Gabriela Hardt substituiu Sergio Moro na 13ª Vara Federal de Curitiba e condenou Lula no processo do sítio de Atibaia. O colunista afirma que a juíza está sendo punida por erros administrativos enquanto aqueles que protagonizaram grandes esquemas de corrupção escaparam das consequências mais severas.
Foto: Gil Ferreira
Na avaliação de Mário Sabino, o caso representa uma inversão de valores no país. Para o jornalista, integrantes da Lava Jato passaram a ser tratados com rigor extremo por decisões tomadas no exercício da função, enquanto autoridades e figuras influentes que, segundo ele, cometeram crimes graves continuam protegidas pelo sistema. A Justiça, na opinião dele, estaria sendo usada para ajustar contas com quem combateu a corrupção, não para responsabilizar os corruptos.

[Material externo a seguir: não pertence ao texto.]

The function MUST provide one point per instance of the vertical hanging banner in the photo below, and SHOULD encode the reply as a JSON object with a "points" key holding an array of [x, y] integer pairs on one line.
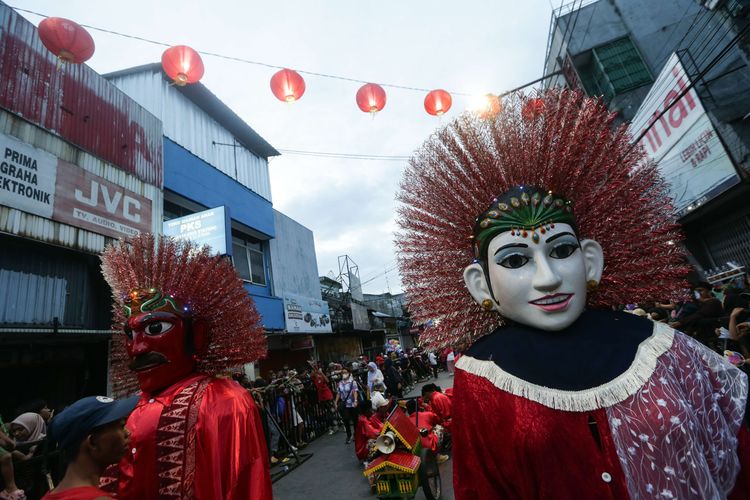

O jornalista conclui que a punição de Gabriela Hardt aumenta a percepção de que a Lava Jato deixou de ser julgada por seus resultados no enfrentamento à corrupção e passou a ser alvo de uma revanche institucional. Para Sabino, o Brasil vive um momento em que quem aplicou a lei responde com mais rigor do que aqueles que se beneficiaram da impunidade.
“Vivemos em um país onde juízes honestos, como Gabriela Hardt, são submetidos aos rigores da lei, enquanto lei nenhuma se aplica a quem se julga acima dela, como ministros do STF. Não existe ‘falta de cautela’, ‘violação de direitos funcionais’ ou qualquer outra regra de contenção para eles”, escreve ele.